Differences between registered companies and partnerships:
The basic differences between registered companies and partnerships are as follows:
Registration is the legal pre-requisite for the formation of a registered company: Fort Hall Bakery Supply Co v Wangoe (1).
The Partnership Act does not prescribe registration as a condition precedent to partnership formation. A partnership may therefore be formed informally or, if the partners deem it prudent, in writing under a Partnership Deed or Articles.
(b) Legal Status
A registered company enjoys the legal status of a body corporate which is conferred on it by the Companies Act.

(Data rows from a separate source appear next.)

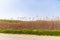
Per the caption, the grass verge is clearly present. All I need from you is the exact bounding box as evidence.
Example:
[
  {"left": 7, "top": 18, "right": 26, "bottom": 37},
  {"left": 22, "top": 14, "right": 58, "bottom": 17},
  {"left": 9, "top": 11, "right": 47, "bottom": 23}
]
[{"left": 0, "top": 30, "right": 60, "bottom": 36}]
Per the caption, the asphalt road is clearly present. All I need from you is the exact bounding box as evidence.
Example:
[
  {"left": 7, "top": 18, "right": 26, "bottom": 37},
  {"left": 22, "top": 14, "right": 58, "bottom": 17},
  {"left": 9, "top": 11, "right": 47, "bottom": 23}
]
[{"left": 0, "top": 34, "right": 60, "bottom": 40}]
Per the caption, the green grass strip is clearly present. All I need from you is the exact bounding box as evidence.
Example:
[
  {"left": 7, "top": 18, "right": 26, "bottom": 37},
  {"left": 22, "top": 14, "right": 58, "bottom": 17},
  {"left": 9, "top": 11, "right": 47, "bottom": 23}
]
[{"left": 0, "top": 30, "right": 60, "bottom": 36}]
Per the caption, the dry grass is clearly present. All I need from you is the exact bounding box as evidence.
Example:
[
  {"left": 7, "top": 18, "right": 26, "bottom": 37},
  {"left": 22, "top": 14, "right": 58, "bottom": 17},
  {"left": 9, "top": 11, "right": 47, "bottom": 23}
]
[{"left": 0, "top": 20, "right": 60, "bottom": 30}]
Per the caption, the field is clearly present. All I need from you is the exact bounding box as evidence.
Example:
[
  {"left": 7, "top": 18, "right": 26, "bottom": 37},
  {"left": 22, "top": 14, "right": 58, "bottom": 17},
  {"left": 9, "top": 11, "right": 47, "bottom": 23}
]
[
  {"left": 0, "top": 30, "right": 60, "bottom": 36},
  {"left": 0, "top": 20, "right": 60, "bottom": 30},
  {"left": 0, "top": 20, "right": 60, "bottom": 36}
]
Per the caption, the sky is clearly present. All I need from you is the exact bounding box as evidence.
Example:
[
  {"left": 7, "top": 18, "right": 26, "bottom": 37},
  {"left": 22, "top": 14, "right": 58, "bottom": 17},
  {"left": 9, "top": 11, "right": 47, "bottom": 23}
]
[{"left": 0, "top": 0, "right": 60, "bottom": 19}]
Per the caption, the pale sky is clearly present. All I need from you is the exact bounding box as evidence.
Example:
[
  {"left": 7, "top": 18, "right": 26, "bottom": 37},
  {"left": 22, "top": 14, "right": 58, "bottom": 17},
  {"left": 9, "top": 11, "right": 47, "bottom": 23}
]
[{"left": 0, "top": 0, "right": 60, "bottom": 19}]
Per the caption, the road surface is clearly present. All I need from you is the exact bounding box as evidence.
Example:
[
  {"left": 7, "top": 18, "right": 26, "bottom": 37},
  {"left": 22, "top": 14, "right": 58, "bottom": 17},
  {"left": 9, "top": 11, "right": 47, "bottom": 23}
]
[{"left": 0, "top": 34, "right": 60, "bottom": 40}]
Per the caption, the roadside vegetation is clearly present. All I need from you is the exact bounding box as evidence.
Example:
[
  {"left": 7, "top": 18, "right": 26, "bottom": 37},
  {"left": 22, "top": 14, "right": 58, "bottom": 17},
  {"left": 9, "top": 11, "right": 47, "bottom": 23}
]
[
  {"left": 0, "top": 29, "right": 60, "bottom": 36},
  {"left": 0, "top": 20, "right": 60, "bottom": 36}
]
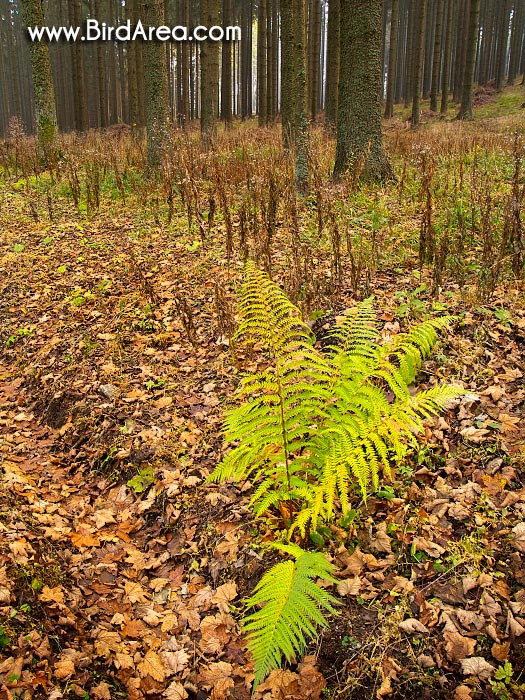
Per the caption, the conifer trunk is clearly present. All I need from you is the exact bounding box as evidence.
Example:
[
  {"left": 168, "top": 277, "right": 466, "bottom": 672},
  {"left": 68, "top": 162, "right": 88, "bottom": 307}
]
[
  {"left": 457, "top": 0, "right": 481, "bottom": 119},
  {"left": 325, "top": 0, "right": 341, "bottom": 132},
  {"left": 143, "top": 0, "right": 170, "bottom": 169},
  {"left": 22, "top": 0, "right": 57, "bottom": 165},
  {"left": 385, "top": 0, "right": 399, "bottom": 119},
  {"left": 334, "top": 0, "right": 393, "bottom": 181}
]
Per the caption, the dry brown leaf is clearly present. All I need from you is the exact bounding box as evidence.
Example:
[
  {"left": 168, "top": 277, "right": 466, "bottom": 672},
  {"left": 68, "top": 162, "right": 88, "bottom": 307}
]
[
  {"left": 164, "top": 681, "right": 188, "bottom": 700},
  {"left": 137, "top": 650, "right": 166, "bottom": 682},
  {"left": 412, "top": 537, "right": 446, "bottom": 559},
  {"left": 38, "top": 586, "right": 64, "bottom": 605},
  {"left": 95, "top": 629, "right": 122, "bottom": 657},
  {"left": 337, "top": 576, "right": 363, "bottom": 596},
  {"left": 511, "top": 523, "right": 525, "bottom": 554},
  {"left": 91, "top": 681, "right": 111, "bottom": 700},
  {"left": 460, "top": 425, "right": 490, "bottom": 444},
  {"left": 399, "top": 617, "right": 429, "bottom": 634},
  {"left": 91, "top": 508, "right": 116, "bottom": 530},
  {"left": 211, "top": 581, "right": 237, "bottom": 612},
  {"left": 257, "top": 668, "right": 300, "bottom": 700},
  {"left": 199, "top": 661, "right": 235, "bottom": 700},
  {"left": 69, "top": 527, "right": 100, "bottom": 548},
  {"left": 370, "top": 522, "right": 392, "bottom": 554},
  {"left": 443, "top": 630, "right": 476, "bottom": 661},
  {"left": 53, "top": 657, "right": 75, "bottom": 680},
  {"left": 506, "top": 610, "right": 525, "bottom": 637},
  {"left": 114, "top": 651, "right": 135, "bottom": 669},
  {"left": 124, "top": 581, "right": 150, "bottom": 603},
  {"left": 160, "top": 613, "right": 179, "bottom": 632},
  {"left": 460, "top": 656, "right": 496, "bottom": 680},
  {"left": 160, "top": 649, "right": 190, "bottom": 676}
]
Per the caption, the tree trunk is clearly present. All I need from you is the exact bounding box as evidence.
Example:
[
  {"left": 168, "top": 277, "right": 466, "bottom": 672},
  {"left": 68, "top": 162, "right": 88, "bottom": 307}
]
[
  {"left": 440, "top": 0, "right": 456, "bottom": 114},
  {"left": 430, "top": 0, "right": 445, "bottom": 112},
  {"left": 22, "top": 0, "right": 57, "bottom": 165},
  {"left": 257, "top": 0, "right": 268, "bottom": 126},
  {"left": 281, "top": 0, "right": 295, "bottom": 151},
  {"left": 221, "top": 0, "right": 233, "bottom": 128},
  {"left": 95, "top": 0, "right": 107, "bottom": 128},
  {"left": 334, "top": 0, "right": 393, "bottom": 181},
  {"left": 507, "top": 1, "right": 524, "bottom": 85},
  {"left": 292, "top": 0, "right": 310, "bottom": 194},
  {"left": 200, "top": 0, "right": 219, "bottom": 150},
  {"left": 325, "top": 0, "right": 341, "bottom": 132},
  {"left": 69, "top": 0, "right": 87, "bottom": 131},
  {"left": 457, "top": 0, "right": 481, "bottom": 119},
  {"left": 385, "top": 0, "right": 399, "bottom": 119},
  {"left": 411, "top": 0, "right": 427, "bottom": 127},
  {"left": 308, "top": 0, "right": 321, "bottom": 121},
  {"left": 142, "top": 0, "right": 170, "bottom": 170},
  {"left": 495, "top": 0, "right": 511, "bottom": 92}
]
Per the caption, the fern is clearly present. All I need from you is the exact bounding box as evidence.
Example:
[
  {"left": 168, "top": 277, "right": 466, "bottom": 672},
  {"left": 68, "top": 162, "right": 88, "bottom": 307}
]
[
  {"left": 210, "top": 263, "right": 464, "bottom": 536},
  {"left": 243, "top": 545, "right": 336, "bottom": 689}
]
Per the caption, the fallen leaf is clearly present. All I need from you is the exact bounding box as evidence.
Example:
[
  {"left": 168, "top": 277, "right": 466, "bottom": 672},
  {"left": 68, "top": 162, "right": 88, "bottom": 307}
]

A partnership is not a body corporate and is non-existent in the contemplation of the law. Such business as appears to be carried on by it is in fact carried on by the individual partners.
(c) Number of Members
A registered private company must have at least two members under s.4 of the Companies Act and a maximum of fifty members (excluding current and former employees of the company who are also its members), under s.30 of the Act. A public registered company must have at least seven members under s.4 of the Companies Act but without a prescribed upper limit. A partnership cannot consist of more than 20 partners.
(d) Transfer of Shares
Shares in a registered company are freely transferable unless the company's articles incorporate restrictive provisions.
A partnership has no shares as such but a partner cannot transfer his interest in the firm to a third party unless all the partners have agreed to the proposed transfer.
A company's members have no right to participate in the company's day to day management. Such management is vested in the board of directors.
Partners have the right to participate in the firm's day to day management since s.3 of the Partnership Act requires the business to be carried on "in common". The right of participation in the firm's management is however not given to a partner who has limited his liability for the firm's debts.
A member is not, per se, an agent of the company: Salomon v Salomon & Co Ltd (3). A partner is an agent of the firm because the business is carried on "in common" by the partners themselves. The Partnership Act, s.7 also expressly provides that every partner is an agent of the firm and his other partners for the purpose of the business of the partnership.
(g) Liability of Members
A company's member is not personally liable for the company's debts because, legally, they are not his debts.
A partner is personally liable for the firm's debts. This rule has been codified by s.11 of the Partnership Act which provides that "every partner in a firm is liable jointly with the other partners for all debts and obligations of the firm incurred while he is a partner", unless the partner is a limited partner.